Expanding the “Test The Waters” Rule: Weighing Opportunities and Risks

Expanding the “Test The Waters” Rule: Weighing Opportunities and Risks

Welcome to the February 2019 edition of our newsletter!  In this issue, we’ll examine the potential impact of the SEC expanding its “test the waters” rules to smaller companies.

If Small Companies Test IPO Waters, Will Investors Get Bitten?

As part of the 2012 JOBS Act, companies with revenue under $1 billion were able to solicit feedback from investors – typically larger money managers – before considering an initial public offering, a process that came to be known as “testing the waters.”  A recent statement by the SEC has proposed lifting the revenue limit altogether, allowing “all issuers, including investment company issuers” to participate, not just “emerging growth companies” which meet the criteria laid out in the 2012 law.

In announcing the move, SEC Chairman Jay Clayton said expanding access would lower the cost of raising capital in public markets.  But the move also carries risks, even if those risks are diluted when large institutional investors are involved (thus limiting damage that could be done to, say, individual retirement accounts invested in those funds.)  The SEC acknowledged the risk posed to investors who relied on the earlier information, rather than later formal offering documents, to make an investment decision, and asserted with some measure of confidence that “We expect such potential adverse effects on investors to be mitigated by several factors, including the general applicability of anti-fraud provisions of the federal securities laws.”

Private Companies Seeking Public Capital – Equal to Trouble?

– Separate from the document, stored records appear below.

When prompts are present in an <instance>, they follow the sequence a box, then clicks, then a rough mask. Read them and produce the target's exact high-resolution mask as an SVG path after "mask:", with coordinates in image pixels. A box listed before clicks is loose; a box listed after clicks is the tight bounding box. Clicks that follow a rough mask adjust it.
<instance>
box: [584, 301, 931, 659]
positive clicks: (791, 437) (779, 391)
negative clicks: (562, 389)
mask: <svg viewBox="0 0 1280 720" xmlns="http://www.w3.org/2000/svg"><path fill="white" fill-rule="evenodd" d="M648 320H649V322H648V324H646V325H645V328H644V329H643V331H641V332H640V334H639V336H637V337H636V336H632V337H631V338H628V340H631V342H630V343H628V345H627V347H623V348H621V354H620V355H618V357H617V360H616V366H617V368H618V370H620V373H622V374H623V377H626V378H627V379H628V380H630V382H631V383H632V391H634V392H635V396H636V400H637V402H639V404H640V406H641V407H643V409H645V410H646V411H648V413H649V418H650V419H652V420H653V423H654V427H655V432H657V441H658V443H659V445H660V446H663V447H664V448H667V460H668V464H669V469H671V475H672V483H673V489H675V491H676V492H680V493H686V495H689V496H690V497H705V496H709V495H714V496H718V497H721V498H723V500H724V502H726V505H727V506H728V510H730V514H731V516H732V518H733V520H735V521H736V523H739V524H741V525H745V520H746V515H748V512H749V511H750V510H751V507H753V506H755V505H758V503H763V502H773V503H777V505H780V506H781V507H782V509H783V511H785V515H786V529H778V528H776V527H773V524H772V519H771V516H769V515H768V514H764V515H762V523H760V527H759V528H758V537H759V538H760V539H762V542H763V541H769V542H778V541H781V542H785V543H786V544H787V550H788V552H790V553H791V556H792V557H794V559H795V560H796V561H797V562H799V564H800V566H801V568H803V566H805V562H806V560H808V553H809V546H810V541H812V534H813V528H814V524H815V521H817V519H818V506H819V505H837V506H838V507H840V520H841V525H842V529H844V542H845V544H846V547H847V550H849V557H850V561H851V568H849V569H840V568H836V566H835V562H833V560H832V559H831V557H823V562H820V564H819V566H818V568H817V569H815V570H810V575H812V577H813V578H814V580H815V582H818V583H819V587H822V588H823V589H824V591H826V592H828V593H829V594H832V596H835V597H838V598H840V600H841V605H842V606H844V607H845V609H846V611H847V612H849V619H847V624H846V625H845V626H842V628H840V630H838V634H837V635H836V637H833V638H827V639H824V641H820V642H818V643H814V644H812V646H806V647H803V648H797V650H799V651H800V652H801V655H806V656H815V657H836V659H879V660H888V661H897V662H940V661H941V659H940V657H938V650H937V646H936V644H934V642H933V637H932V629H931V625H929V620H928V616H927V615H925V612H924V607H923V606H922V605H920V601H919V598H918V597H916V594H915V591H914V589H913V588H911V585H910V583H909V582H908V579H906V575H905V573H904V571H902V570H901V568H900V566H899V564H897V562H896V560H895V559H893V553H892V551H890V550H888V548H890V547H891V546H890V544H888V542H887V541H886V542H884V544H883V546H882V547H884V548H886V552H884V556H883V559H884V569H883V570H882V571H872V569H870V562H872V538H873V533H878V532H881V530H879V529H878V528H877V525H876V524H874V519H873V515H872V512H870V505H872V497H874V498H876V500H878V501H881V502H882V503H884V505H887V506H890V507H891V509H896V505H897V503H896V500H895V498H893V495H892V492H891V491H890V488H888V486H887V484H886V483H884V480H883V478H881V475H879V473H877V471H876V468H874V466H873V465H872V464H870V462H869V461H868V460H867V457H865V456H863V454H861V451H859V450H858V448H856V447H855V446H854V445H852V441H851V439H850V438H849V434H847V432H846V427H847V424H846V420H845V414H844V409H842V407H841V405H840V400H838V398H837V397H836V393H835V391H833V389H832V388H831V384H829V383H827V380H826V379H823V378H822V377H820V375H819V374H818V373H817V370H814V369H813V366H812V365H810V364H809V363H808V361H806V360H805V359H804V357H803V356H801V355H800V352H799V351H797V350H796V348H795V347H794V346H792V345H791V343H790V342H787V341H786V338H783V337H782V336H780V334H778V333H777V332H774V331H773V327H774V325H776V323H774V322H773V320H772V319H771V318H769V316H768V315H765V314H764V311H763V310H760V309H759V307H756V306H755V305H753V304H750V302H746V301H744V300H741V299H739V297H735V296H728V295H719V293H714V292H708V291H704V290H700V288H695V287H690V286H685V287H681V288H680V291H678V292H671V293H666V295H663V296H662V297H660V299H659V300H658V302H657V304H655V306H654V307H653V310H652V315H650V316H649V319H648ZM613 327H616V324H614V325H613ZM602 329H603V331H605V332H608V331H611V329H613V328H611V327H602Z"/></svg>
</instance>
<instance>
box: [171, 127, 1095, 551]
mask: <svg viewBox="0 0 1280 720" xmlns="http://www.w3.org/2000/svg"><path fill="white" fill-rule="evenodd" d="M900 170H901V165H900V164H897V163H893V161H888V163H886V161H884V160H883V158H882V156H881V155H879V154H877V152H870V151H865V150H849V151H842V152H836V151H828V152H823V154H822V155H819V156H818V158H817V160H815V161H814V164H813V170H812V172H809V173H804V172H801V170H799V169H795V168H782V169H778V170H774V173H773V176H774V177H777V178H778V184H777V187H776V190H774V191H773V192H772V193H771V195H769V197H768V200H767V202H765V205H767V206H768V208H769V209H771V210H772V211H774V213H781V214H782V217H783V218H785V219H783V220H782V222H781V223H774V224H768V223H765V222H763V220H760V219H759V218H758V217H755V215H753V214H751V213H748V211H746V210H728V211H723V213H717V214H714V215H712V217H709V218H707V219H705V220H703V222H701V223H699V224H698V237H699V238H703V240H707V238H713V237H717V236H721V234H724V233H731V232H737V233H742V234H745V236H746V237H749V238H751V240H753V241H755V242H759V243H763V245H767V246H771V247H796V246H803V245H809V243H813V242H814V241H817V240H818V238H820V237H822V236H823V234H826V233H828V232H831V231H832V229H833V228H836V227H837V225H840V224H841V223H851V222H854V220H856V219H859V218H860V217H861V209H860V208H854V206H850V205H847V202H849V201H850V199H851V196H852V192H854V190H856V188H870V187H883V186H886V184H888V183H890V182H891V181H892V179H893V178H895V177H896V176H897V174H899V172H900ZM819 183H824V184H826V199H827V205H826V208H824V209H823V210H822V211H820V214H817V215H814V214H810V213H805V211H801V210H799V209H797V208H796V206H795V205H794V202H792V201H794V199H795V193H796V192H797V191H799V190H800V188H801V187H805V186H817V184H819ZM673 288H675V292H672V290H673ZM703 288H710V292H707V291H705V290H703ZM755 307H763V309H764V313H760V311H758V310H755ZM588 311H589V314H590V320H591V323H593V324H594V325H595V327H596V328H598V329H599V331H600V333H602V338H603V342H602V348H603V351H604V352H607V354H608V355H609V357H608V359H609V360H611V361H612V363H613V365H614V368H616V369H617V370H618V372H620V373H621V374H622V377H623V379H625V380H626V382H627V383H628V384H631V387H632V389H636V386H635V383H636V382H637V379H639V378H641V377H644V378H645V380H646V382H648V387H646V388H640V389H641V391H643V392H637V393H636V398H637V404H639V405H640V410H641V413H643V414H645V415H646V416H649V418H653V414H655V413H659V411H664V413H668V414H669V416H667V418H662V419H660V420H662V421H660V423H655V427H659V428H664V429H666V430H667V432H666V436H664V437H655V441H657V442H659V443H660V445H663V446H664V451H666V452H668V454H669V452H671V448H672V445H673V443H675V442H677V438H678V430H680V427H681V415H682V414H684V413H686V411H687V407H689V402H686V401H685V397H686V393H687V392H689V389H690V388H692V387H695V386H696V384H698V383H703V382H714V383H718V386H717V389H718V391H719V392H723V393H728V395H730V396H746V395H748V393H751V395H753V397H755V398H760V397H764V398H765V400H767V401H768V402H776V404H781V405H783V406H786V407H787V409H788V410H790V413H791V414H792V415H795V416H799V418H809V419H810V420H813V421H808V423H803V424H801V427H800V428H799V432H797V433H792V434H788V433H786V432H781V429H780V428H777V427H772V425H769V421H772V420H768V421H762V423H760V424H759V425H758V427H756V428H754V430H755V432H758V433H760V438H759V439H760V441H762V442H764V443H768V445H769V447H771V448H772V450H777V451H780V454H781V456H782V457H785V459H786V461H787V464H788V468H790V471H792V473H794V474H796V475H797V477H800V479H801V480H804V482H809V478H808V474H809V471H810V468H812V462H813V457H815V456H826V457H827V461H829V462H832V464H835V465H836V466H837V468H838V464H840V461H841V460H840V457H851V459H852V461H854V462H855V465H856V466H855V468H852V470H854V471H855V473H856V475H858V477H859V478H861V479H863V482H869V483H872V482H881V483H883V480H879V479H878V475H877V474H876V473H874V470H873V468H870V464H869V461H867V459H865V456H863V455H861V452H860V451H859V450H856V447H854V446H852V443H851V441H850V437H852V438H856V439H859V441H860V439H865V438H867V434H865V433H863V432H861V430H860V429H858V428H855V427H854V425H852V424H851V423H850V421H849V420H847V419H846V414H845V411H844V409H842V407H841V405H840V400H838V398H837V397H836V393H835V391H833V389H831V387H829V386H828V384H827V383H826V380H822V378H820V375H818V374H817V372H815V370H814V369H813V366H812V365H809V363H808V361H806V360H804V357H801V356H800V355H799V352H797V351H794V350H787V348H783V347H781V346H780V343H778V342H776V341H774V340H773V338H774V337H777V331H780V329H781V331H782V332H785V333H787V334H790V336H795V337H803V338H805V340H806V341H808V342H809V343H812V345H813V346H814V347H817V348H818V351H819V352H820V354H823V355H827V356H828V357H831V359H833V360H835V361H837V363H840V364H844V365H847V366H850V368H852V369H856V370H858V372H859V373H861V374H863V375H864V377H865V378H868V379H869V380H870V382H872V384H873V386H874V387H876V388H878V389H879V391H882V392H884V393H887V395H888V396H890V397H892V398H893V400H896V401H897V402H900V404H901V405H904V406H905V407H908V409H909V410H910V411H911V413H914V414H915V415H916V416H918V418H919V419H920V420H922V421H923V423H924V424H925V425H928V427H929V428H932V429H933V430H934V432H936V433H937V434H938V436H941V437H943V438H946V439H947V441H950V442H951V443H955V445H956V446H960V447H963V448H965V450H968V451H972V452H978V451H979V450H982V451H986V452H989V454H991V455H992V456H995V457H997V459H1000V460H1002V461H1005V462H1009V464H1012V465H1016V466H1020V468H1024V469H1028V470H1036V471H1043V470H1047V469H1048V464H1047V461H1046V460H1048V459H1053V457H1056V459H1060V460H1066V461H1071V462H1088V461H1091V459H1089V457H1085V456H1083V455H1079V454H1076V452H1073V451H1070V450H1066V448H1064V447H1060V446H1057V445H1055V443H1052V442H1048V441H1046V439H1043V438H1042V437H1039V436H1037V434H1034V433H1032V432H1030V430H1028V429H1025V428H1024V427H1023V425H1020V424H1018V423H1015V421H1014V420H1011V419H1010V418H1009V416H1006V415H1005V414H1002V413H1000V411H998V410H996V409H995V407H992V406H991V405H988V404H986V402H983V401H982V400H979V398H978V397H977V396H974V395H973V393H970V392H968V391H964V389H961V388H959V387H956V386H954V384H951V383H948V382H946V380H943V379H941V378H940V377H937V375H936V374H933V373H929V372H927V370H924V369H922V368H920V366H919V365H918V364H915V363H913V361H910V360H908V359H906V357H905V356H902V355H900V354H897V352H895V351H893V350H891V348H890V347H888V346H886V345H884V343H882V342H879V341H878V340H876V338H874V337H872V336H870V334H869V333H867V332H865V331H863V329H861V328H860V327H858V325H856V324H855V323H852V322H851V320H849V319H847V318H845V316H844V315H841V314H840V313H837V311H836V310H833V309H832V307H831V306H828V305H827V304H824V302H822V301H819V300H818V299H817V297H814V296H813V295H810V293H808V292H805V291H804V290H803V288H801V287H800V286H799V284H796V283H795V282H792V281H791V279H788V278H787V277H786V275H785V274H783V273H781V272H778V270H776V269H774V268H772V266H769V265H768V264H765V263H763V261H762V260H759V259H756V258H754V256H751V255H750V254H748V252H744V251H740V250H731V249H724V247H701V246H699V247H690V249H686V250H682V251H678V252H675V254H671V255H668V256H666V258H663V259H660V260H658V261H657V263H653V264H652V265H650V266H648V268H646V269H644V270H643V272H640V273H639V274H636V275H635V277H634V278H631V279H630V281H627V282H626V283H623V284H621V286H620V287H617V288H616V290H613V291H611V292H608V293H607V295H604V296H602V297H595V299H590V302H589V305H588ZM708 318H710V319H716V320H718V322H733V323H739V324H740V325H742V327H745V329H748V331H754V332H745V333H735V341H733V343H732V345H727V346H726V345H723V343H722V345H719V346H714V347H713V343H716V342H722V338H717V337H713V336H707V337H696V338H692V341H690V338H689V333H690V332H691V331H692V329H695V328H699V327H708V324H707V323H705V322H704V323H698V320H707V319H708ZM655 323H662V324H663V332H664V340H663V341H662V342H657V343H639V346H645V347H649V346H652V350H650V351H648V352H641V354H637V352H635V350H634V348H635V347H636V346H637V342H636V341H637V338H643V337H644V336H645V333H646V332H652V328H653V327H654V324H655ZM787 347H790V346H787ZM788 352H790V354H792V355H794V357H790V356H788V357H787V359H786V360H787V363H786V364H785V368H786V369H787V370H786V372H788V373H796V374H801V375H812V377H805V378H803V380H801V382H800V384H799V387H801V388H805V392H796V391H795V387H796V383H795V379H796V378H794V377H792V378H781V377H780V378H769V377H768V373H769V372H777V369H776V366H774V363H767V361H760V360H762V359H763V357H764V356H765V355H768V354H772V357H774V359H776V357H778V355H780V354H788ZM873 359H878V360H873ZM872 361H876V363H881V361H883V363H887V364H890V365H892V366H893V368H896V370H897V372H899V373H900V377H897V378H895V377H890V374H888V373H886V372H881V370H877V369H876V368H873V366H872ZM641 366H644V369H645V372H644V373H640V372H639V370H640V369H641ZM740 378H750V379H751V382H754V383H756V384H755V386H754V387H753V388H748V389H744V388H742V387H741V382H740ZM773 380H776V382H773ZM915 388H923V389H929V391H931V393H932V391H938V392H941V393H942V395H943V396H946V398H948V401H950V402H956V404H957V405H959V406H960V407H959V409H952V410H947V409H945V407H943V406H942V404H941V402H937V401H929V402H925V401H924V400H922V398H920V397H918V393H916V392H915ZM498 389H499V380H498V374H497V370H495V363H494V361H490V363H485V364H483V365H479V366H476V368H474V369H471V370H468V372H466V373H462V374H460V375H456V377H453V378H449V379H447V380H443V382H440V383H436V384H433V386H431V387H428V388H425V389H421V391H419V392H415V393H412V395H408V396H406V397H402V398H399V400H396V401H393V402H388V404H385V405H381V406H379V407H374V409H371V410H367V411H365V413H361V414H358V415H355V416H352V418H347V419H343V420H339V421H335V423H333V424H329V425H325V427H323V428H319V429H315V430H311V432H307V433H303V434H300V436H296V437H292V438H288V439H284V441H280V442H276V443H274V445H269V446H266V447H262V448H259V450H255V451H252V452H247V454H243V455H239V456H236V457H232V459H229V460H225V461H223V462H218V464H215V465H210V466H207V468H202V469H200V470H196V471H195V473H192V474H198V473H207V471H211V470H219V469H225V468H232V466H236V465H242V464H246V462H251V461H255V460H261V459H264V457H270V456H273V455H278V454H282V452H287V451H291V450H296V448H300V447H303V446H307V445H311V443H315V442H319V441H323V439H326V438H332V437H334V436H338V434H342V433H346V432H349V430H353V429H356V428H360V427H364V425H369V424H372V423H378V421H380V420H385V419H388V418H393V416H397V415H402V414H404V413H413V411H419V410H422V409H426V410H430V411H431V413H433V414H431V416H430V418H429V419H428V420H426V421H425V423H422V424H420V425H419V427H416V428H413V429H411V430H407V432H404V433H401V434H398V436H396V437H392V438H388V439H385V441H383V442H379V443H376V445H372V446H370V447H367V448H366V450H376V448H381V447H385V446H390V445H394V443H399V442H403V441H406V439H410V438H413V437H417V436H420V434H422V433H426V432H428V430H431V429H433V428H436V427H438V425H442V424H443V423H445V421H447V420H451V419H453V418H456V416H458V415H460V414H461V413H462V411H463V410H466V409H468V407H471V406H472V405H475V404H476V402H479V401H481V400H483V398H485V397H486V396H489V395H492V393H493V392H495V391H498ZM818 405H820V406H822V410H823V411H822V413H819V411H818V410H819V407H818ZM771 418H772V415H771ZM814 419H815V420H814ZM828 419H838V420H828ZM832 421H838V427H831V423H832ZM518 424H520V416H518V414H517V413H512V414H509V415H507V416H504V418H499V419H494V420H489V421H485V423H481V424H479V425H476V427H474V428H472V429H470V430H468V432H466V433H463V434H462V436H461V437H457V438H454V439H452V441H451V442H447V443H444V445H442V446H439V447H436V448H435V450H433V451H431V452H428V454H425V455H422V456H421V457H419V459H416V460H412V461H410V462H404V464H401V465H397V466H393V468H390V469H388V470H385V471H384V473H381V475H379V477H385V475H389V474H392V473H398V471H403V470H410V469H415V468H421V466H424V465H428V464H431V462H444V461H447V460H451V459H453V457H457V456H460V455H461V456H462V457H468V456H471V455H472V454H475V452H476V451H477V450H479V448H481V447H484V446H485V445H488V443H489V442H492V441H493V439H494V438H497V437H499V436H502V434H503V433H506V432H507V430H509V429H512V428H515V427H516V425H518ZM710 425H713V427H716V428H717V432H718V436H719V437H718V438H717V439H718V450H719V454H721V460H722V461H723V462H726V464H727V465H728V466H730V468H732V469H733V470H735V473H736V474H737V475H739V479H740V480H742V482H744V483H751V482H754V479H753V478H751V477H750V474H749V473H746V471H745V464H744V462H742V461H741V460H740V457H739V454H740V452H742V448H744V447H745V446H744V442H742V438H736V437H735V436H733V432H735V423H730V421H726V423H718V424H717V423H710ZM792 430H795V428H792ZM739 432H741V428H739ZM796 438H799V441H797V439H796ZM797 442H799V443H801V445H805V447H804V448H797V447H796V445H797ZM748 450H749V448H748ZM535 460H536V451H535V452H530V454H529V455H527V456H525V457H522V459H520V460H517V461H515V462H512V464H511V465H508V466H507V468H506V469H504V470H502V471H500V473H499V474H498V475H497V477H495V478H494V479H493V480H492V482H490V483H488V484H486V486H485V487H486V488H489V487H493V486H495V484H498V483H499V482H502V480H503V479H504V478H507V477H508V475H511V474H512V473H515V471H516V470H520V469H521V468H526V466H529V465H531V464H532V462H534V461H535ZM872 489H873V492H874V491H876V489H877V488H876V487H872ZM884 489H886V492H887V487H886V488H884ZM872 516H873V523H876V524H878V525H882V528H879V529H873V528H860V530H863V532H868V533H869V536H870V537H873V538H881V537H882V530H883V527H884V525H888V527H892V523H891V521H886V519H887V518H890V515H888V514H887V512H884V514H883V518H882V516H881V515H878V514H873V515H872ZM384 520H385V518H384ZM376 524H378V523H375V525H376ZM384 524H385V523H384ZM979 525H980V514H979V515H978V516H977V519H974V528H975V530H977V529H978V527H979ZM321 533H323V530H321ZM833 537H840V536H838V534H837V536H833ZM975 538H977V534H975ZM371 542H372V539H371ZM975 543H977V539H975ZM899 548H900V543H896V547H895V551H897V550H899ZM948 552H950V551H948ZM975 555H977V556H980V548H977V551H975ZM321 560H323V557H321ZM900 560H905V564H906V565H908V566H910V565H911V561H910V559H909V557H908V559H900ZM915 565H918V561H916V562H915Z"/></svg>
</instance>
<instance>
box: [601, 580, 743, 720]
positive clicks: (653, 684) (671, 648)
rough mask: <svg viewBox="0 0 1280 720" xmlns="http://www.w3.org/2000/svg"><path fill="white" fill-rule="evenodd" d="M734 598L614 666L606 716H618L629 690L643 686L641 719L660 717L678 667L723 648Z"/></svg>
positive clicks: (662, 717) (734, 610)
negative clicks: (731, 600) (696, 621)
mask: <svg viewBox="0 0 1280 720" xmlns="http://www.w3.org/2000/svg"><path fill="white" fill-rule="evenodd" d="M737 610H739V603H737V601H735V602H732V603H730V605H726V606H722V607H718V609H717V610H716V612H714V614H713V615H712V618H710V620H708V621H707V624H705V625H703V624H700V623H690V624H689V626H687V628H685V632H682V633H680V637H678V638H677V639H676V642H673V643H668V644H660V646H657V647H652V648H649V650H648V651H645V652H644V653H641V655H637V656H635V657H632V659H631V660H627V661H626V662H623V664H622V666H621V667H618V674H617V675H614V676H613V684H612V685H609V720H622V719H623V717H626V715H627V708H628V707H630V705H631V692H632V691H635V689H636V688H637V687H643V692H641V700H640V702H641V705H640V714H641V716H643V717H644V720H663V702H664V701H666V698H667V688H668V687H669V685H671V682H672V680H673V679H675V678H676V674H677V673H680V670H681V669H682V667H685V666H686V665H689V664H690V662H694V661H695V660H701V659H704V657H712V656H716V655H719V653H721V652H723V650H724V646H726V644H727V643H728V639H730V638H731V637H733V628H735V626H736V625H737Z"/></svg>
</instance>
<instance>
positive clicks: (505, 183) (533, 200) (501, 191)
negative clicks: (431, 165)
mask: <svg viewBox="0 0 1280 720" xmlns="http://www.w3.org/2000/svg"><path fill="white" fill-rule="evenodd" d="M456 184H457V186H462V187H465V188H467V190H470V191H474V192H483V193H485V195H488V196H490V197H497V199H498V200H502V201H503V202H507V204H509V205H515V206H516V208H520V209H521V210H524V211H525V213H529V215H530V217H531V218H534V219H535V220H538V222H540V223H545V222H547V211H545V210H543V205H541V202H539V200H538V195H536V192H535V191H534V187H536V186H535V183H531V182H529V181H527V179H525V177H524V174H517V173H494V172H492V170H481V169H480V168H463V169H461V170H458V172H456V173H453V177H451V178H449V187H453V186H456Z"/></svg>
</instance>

Creating further grey areas that could allow earlier stage growth companies to access public market capital without simply going public would seem to carry risks, which may or may not be mitigated as the commission asserts.  We have seen some companies raise millions via private placements, raising their public profile in the process, only to become embroiled in various scandals which, if they were publicly traded at the time, would have had an adverse effect on a broader range of investors.  In a way, such scandals have been a proxy for the pitfalls of the SEC’s push to expand access to capital.  While investors, when confronted when violent markets wings caused by actions of an “immature” company or its management, typically can only find recourse via litigation, will broadening access create other layers of liability?  Although the rule as proposed restricts access to “qualified institutional buyers” and “institutional accredited investors” – stating in part that “the Commission’s rules have long recognized that QIBs and accredited investors have a level of financial sophistication and ability to sustain investment losses that render the protections of the Securities Act’s registration process unnecessary” – it does not state what penalties, if any, would be imposed upon new issuers if they did include misleading information in “test the waters” communication.   This leaves the burden to perform due diligence on the investor, and presumably once again leaves litigation as the main recourse if fraud is suspected or other adverse events occur.  While growing companies developing innovative technologies or needed products that have yet to come to market are inherently appealing, investors seem obligated to rely on their own information to vet new issuer offerings, given that the rules differ from traditional public market communications.